Todavia, para além do ambiente mais soturno, uma outra sala enche-se de uma luz alaranjada e quente, como se estivéssemos a sentir um pôr do sol. Nela está uma composição escultórica constituída por um conjunto de peças em latão, inspiradas em divindades solares, como o deus grego Argo Panoptes, mas também campos de produção de energia e satélites, convocando a nossa relação com o Sol desde a antiguidade até à contemporaneidade.

O projeto expositivo potência reflexões sobre a observação do Sol a partir de dispositivos óticos de um modo poético e simbólico, mas também e num espectro mais abrangente, acerca das políticas energéticas e geológicas contemporâneas. No fundo, confronta-nos com a importância que o Sol teve ao longo da história da humanidade, a relevância que tem na atualidade no que concerne as tecnologias da comunicação, as energias alternativas e as políticas económicas, e que futuros poderemos idealizar para a nossa relação com a estrela central do nosso sistema planetário.

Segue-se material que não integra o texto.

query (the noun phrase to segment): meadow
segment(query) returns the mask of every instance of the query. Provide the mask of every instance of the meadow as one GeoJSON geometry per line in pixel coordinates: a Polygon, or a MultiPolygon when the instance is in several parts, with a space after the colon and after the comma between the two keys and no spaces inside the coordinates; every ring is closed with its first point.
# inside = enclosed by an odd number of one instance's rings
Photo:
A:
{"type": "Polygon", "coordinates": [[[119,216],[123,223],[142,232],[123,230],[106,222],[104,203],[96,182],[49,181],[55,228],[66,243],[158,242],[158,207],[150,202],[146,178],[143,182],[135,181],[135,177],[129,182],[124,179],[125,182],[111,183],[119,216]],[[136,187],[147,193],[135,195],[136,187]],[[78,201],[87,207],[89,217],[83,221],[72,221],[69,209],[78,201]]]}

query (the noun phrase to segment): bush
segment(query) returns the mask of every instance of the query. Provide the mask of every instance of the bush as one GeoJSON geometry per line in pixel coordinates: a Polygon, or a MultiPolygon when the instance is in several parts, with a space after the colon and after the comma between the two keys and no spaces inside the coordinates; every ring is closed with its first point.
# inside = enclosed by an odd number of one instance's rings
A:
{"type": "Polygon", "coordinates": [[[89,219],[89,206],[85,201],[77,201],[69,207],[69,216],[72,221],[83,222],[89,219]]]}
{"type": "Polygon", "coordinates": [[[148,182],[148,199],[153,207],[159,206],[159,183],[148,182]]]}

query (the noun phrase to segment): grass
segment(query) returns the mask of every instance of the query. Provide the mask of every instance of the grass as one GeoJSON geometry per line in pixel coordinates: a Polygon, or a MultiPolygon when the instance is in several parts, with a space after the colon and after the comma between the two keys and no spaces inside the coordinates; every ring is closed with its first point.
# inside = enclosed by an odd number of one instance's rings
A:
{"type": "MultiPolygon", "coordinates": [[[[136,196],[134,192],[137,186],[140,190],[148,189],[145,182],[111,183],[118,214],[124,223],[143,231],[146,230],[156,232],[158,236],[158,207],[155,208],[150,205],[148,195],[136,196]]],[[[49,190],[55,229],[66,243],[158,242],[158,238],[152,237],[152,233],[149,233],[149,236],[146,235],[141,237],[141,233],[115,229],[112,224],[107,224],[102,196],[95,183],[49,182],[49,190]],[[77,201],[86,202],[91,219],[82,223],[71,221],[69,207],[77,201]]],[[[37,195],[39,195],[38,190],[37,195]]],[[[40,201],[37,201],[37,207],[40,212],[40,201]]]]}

Endless Sun: The Cinematic Sunrise está patente até 4 de janeiro de 2025 no gnration. No âmbito deste projeto artístico, também por ser visitada a exposição Endless Sun: Capital Blindness nas Carpintarias de São Lázaro (Lisboa) até 16 de fevereiro de 2025.

 

[1] Godard, Jean-Luc. (Realizador). (1963). Le petit soldat [Filme].
[2] Roby, Benedita Salema. (2024). Quanto Assombra o Sol?: Cumplicidade Conceptual nos trabalhos de Hugo de Almeida Pinho + Sara Castelo Branco. Umbigo Magazine, pp. 42-44.